Facile synthesis of perovskite ZIF67 derivative using ammonia fluoride and comparison with post-treated ZIF67 derivatives on energy storage ability

Oxidation, carbonization, sulfurization and selenization are commonly used to enhance electrical conductivity and electroactivity of metal–organic frameworks. However, extra costs on time and money are required for post treatments. In this work, ammonium fluoride (NH₄F) is incorporated in precursor solution for synthesizing perovskite ZIF67 derivatives as electroactive material. Novel particle-aggregated particle is obtained with largely reduced sizes and less grain boundaries. A highest specific capacitance (C_F) of 490.4 F/g is attained at 20 mV/s for the optimized ZIF67 derivative electrode prepared using NH₄F and Co:Ni ratio of 2:1 (CoNi21-NH₄F), while the untreated, oxidized, carbonized, sulfurized and selenized bimetallic ZIF67 electrodes synthesized without NH₄F only show the smaller C_F values of 3.5, 363.9, 28.7, 85.9 and 103.2 F/g at 20 mV/s, respectively.
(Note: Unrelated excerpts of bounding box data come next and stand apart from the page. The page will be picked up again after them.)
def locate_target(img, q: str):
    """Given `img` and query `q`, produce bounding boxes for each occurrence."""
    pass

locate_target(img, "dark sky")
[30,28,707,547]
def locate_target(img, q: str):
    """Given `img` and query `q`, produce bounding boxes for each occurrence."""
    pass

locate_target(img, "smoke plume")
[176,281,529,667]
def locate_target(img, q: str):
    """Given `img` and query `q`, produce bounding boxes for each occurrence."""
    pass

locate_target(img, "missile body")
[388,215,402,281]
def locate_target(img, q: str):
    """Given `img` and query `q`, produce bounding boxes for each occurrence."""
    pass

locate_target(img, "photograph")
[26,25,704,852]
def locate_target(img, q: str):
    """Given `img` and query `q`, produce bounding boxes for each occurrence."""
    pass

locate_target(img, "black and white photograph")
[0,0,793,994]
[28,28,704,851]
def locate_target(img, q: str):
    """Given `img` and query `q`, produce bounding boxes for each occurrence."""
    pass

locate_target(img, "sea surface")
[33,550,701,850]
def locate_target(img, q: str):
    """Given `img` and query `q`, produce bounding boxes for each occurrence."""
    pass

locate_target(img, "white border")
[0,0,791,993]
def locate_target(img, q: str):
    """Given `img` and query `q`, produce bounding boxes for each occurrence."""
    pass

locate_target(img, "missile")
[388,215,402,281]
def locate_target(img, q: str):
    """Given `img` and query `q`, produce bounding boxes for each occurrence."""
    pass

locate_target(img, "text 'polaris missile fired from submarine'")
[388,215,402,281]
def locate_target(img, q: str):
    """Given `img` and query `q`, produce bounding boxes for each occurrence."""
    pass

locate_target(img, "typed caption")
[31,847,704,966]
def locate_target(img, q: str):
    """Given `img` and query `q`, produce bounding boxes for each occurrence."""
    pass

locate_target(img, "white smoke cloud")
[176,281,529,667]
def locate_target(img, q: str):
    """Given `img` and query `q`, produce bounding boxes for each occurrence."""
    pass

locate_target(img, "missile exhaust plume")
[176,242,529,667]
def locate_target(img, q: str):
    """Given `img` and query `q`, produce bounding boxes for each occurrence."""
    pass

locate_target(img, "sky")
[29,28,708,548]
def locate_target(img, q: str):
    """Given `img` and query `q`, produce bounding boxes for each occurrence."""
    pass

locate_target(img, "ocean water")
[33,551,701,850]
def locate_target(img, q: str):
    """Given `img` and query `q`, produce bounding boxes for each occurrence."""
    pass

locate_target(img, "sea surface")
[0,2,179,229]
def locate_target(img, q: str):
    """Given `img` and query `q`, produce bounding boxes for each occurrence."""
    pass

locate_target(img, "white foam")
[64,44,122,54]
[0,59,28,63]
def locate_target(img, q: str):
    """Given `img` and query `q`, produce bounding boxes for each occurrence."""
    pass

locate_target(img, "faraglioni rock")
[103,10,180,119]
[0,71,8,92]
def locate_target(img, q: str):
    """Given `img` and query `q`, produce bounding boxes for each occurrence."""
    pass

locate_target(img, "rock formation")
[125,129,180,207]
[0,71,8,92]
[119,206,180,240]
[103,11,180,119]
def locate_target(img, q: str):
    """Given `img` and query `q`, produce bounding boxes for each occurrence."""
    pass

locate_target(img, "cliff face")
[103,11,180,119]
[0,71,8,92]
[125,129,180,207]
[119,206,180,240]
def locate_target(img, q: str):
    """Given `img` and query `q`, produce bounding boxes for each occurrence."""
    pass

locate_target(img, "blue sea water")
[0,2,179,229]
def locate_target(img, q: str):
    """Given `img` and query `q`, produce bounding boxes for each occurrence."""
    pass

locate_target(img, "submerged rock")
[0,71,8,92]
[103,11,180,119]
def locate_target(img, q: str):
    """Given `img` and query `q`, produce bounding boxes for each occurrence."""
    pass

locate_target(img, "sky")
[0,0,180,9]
Replacing 2-methylimidazole with F⁻ in ZIF67 can improve electrical conductivity due to smaller size and higher electronegativity of F⁻ than 2-methylimidazole. Largely enhanced C_F value for CoNi21-NH₄F electrode strongly indicates success of improving energy storage via simply adding NH₄F in precursor solution without post treatments. Maximum energy density of 22.7 Wh/kg at power density of 0.6 W/kg, C_F retention of 94% and Coulombic efficiency of 99% in 10.000 cycles charge/discharged process are obtained for supercapacitor with CoNi21-NH₄F electrodes.